Early last month, AI chipmaker Cerebras Systems closed its first day on the Nasdaq up 68% from its IPO price of $185, giving the chipmaker a market cap of around $67 billion – the largest U.S. tech IPO since Snowflake’s debut in 2020. By the end, co-founders Andrew Feldman and Sean Lie were billionaires. (The company’s shares have since fallen 30%.)

SpaceX, meanwhile, went public on Friday and, as of this writing, enjoys a market cap of $2.1 trillion, making Musk a trillionaire on paper and potentially creating an estimated 4,400 millionaires and around 400 centimillionaires – assuming the shares don’t fall.

Anthropic and OpenAI are also quickly entering the public market, both with valuations of around $1 trillion or more.

Then there is Mark Zuckerberg. In early March, he purchased a mansion in Miami’s “Billionaire Bunker” for $170 million, setting the record for the most expensive home sale in Miami-Dade County history. Two months later, Meta announced it would lay off 8,000 people, or about 10% of its workforce.

It’s not just Zuckerberg; Tech titans routinely spend eye-popping sums on their real estate portfolios.
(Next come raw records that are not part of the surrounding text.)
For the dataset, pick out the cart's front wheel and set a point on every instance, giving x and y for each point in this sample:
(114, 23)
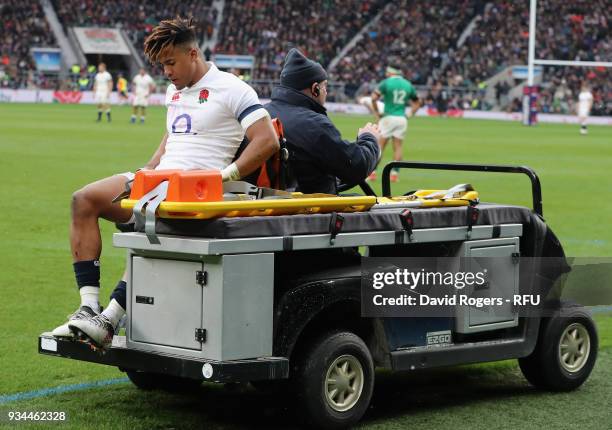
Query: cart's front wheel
(565, 353)
(334, 380)
(156, 381)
But these extremes come at a time when many Americans are under greater pressure than they have been in years.

The Broader Economic Picture

Consider that workers with employer-sponsored health insurance are facing premium increases of about 6 to 7% this year, more than double the rate of inflation, that the cost of private health insurance has roughly doubled since 2008, and that average home prices have risen 28% since the start of 2020 while mortgage rates have nearly doubled.

In a January 2026 New York Times/Siena poll, 65% of voters said a middle-class lifestyle was unattainable, and a more recent poll found that 76% of Americans now cite the cost of living as their top economic concern, a significant increase from 58% last year.

Lessons from History

In short, this is about more than just isolated job losses. Tens of thousands of laid-off tech workers are finding themselves in an unusually unforgiving cost environment, while at the same time tens of thousands of AI insiders are watching unprecedented paper wealth emerge and are being told that AI is the reason they’re out of work. Whether or not that is the real explanation – many economists instead point to tariffs, the war in the Middle East and general economic uncertainty as the real reasons for companies’ caution – the optics are what they are. One group becomes unimaginably rich from the advances that are supposed to replace the other.
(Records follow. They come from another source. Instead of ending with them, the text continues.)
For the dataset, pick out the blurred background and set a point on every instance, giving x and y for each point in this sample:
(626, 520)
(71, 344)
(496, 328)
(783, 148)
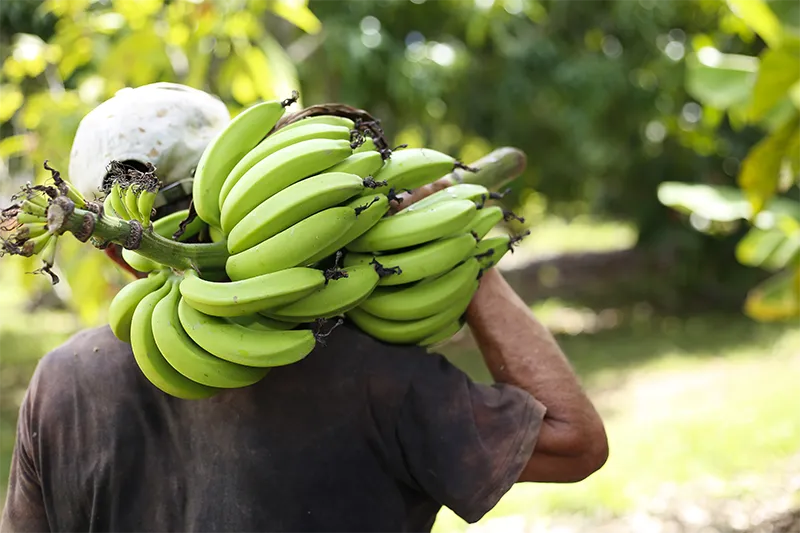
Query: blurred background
(663, 144)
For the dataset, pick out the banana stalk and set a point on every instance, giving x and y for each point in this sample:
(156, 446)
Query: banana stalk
(494, 170)
(63, 216)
It’s not hard to find a precedent for what happens when that gap gets big enough. In 2008, a financial crisis that began with loose lending and excessive risk-taking on Wall Street ended with bailouts for the banks that caused it, while millions of Americans lost jobs and homes in the Great Recession that followed. Three years later, that anger crystallized in “Occupy Wall Street.”
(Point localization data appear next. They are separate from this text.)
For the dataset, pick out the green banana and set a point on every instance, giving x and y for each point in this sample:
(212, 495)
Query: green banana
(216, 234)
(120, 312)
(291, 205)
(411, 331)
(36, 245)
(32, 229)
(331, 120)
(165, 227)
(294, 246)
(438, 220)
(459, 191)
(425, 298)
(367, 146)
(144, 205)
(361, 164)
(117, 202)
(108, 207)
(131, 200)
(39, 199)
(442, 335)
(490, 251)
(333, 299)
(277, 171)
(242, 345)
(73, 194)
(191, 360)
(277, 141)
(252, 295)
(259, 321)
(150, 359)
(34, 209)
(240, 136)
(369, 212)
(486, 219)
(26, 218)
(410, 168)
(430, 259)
This move might look strange in comparison if the current price continues. Occupy Wall Street was emerging from a crisis, and the core public anger was about who was paying for the cleanup. This time there is no crash to point to. Companies are profitable, AI itself is creating a new class of wealth overnight, and layoffs are still happening, with AI cited as a driving force. If the optics of 2008 were, “We’re bailing out the people who ruined the economy while you lose your jobs,” the optics here might end up being, “We’re getting richer than ever thanks to the very technology we use to replace you.”

Many companies – including Block, Atlassian and Cloudflare – have seen their stocks skyrocket as they cited AI as a reason for the cuts, so the strategy makes sense on its face. Still, they might want to think about whether that’s really the message they want to send to the people they’re firing and to everyone else watching now.